Der biblische Gott schickt wohl das Übel, aber er lässt auch mit sich reden, sogar markten. Das Böse reut ihn manchmal, und er kehrt den Fluch in Segen bei denen, die «seinen Namen fürchten». Gott reut die Sintflut und er verspricht, nie mehr die Erde zu ersäufen. Abraham marktet mit Gott: «Du kannst nicht die ganze Stadt vernichten! Da hat’s vielleicht auch 50 Gerechte, du willst doch nicht Gerechte mit Ungerechten vernichten»!? Gott lässt sich von Abraham überzeugen, nur dass damals in Sodom nicht einmal 10 Gerechte zu finden waren. Ich habe Mose im Ohr, der Gott gegenübertritt: «Du kannst dein Volk nicht strafen und vernichten, was würden die andern Völker sagen von dir?» Und Gott lässt mit sich reden.
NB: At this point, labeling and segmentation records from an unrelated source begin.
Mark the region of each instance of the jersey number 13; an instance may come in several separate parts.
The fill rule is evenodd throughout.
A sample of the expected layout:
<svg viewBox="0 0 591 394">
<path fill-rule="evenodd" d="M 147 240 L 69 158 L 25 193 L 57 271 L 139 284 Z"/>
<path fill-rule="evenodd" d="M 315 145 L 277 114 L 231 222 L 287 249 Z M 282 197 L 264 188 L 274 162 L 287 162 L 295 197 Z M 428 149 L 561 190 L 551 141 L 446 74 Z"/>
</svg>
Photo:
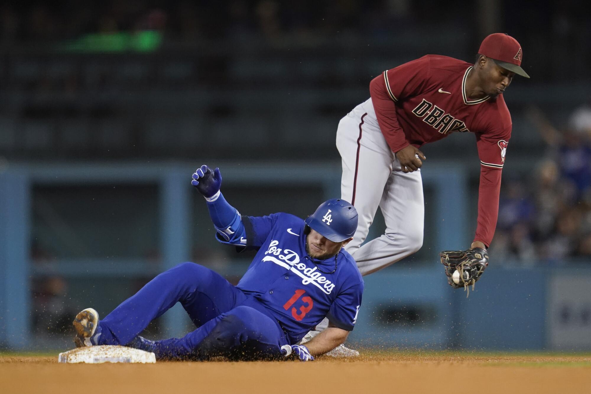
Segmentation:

An diesen Gott, der mit sich streiten lässt, glaubt David: «Ich muss jetzt diese Erniedrigung hinnehmen; vielleicht aber erbarmt sich der Herr und erweist mir Gutes statt dem Fluch.» Vielleicht erbarmt sich der Herr und wandelt Fluch in Segen. Weil das Übel nicht zufälliges Schicksal ist, gibt es immer Hoffnung! «Denn Er ist barmherzig und gnädig, langmütig und reich an Güte. Er wird nicht immer zürnen, Er verharrt nicht ewig im Groll.» Ps 103,9
Wie denken wir von Gott? Heute haben Gläubige oft einen Gott wie einen grossen Teddybären. Man kann bei ihm das Herz ausschütten und ein wenig Kuscheltrost finden. Der schlägt nie, und er hilft auch nicht wirklich. Mit dem Wetter hat er nichts mehr zu tun, mit der Politik nicht, mit Glück und Pech nicht, mit Krankheit auch nicht – OK, dem Doktor helfen sollte er schon. Er ist einfach da und ist ein Lieber, und die Welt läuft ohne ihn nach Zufall und so, wie wir Menschen sie einrichten. Steffensky sagt, wir leben in einer Zeit der «Verhaustierung Gottes».
Vielleicht wollen wir von David lernen? Es gibt der Seele Weite und Kraft, wenn wir auch Schlimmes von Gott annehmen können und zugleich darauf vertrauen, dass Gott sich erbarmt und das Schlimme wieder in Gutes wandelt.